MWccMatrix: The Web is Surprisingly Multi-Way Parallel

Background

The CCMatrix Dataset is a large multilingual dataset consisting of 10.8 billion parallel sentences for 1197 language pairs comprised of 90 languages. The dataset has been created by aligning bilingual translation pairs from multilingual data scraped from the internet by Common Crawl.

In this work, we investigate the extent to which this data is multiway-parallel, i.e.- consists of translations for text in multiple languages. To achieve this, we combine common text across language pairs in the dataset to obtain a multiway-parallel dataset, as shown in the following figure.

Figure

The result is a large multi-way parallel corpus containing ~2.1B translation tuples. About 37.5% of these tuples are multi-way parallel (have > 2 translations). The sentences are more likely to be multi-way parallel than not: of the 6.38 billion total sentences, 3.63 billion (57.1%) are in multi-way parallel (3+ languages) tuples. We denote this multi-way parallel version of ccMatrix MWccMatrix.

We then analyze various properties of MWccMatrix and find correlations with degrees of multi-way parallelism. We find that lower-resource languages tend to be more multi-way parallel, and explore how sentence length, perplexity, and LASER scores vary with multi-way parallelism.

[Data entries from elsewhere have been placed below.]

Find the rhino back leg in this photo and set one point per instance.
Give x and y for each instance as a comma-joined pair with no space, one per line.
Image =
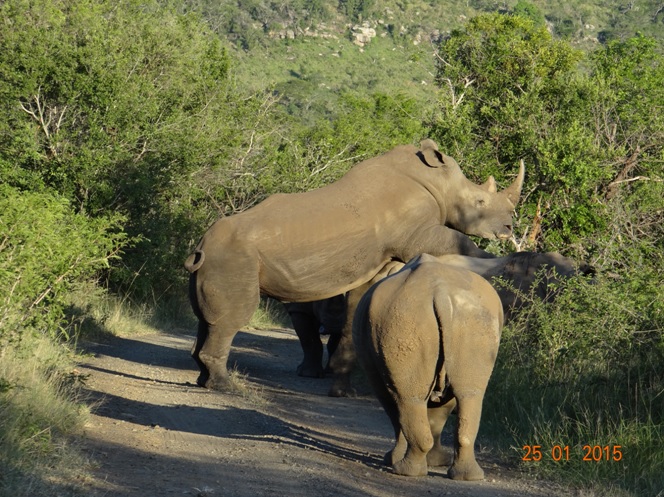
439,455
415,427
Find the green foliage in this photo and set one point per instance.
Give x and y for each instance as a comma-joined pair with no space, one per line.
529,10
588,368
45,251
356,10
122,107
511,91
38,416
589,372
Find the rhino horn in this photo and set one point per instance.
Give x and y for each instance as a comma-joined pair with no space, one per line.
514,190
490,185
429,151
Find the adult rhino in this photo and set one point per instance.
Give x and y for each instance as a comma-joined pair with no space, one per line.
314,245
519,272
428,338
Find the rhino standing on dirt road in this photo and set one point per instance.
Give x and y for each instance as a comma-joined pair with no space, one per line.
318,244
428,338
522,272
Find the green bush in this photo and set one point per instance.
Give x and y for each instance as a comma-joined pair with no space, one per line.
45,251
585,370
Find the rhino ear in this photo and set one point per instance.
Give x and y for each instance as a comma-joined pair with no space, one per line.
429,152
490,185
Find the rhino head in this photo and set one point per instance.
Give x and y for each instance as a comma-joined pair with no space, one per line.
478,210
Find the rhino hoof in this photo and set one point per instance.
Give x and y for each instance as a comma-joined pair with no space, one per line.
310,372
466,472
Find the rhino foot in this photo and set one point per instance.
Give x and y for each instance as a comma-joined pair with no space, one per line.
438,456
221,384
469,471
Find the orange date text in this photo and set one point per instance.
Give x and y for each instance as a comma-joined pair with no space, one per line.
589,453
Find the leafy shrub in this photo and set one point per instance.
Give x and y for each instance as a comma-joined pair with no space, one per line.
45,250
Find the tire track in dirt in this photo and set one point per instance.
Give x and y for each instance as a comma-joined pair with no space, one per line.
153,432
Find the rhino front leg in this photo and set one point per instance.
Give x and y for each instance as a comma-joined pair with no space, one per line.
212,357
227,308
343,356
465,466
306,327
439,455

The table below shows some examples of multiway-parallel sentences in the data.

Language Sentence
en Do not use taxis and other private vehicles because they charge you a lot of money.
es No use taxis y otros vehículos privados porque le cobran mucho dinero.
zh 不要使用出租车和其他私人车辆,因为他们向你收取很多钱。
fa از وسایل حمل و نقل عمومی استفاده کنید چرا که تاکسی ها هزینه زیادی از شما دریافت می کنند.
en Moreover, the two most dangerous drugs — and tobacco can be acquired in almost any country.
de Darüber hinaus, zwei der gefährlichsten Rauschgifts — und Tabak kaufen, können Sie sicher in fast jedem Land.
nl De gevaarlijkste drugs ter wereld, alcohol en nicotine, kun je bijna overal ter wereld kopen.
zh 此外,两个最危险药物—;和烟草获取可在几乎任何国家。
no Videre, de to mest farlige stoffer — og tobakk kan være kjøpt i nesten alle land.
ko 또한,두 개의 가장 위험한 마약—그리고 담배에서 획득 할 수있다 거의 모든 나라입니다.
en It was 1873, not 4, when our Order was founded, Captain,' she was saying.
zh 那是1873年,不是4,我们的订单成立时,队长,”她在说什么。
en The venue originally inaugurated in 1947 will maintain its capacity of more than 80,000, although the seating sections may be redesigned.
pt O estádio originalmente inaugurado em 1947 vai manter a sua capacidade de pouco mais de 80.000 espectadores, embora setores possam ser remodelados.
zh 最初在1947年落成的场地将保持其超过80,000的容量,虽然座位部分可能重新设计。
en My goal became to simply sit.
fr Ma seule pensée à l’heure actuelle était de m’asseoir.
de Alles, was ich jetzt noch will, ist mich hinzusetzen.
it L’obiettivo è arrivare a stare semplicemente seduti.
ru Наша задача – хотя бы сесть.
fi Minun tavoitteeni on vain ylipäänsä päästä istumaan.
ja 先生、せめて座ろうよ。
en The current social demand for computers is gradually increasing, from a small controller chips, to high-performance servers have been all covered by this major’s knowledge.
zh 当前社会对于计算机的需求正逐步增大,从小小的控制器芯片,到高性能服务器都被该专业覆盖。
en 22% Health and Wellnes
es 32% Salud y belleza
pt 22% Saúde e Bem-Estar;
pl -21% Krew i piękno
sv 20 % skönhet och hälsa
tr 20 güzellik ve sağlık
vi Sức khỏe và vẻ đẹp 20

Navigating the code

Code to create the multiway parallel data from the CCMatrix dataset

Scripts for automatic analysis of the created multiway parallel data. The analysis includes basic data statistics, sentence lengths, margin score, and perplexity for varying degrees of multiway parallelism.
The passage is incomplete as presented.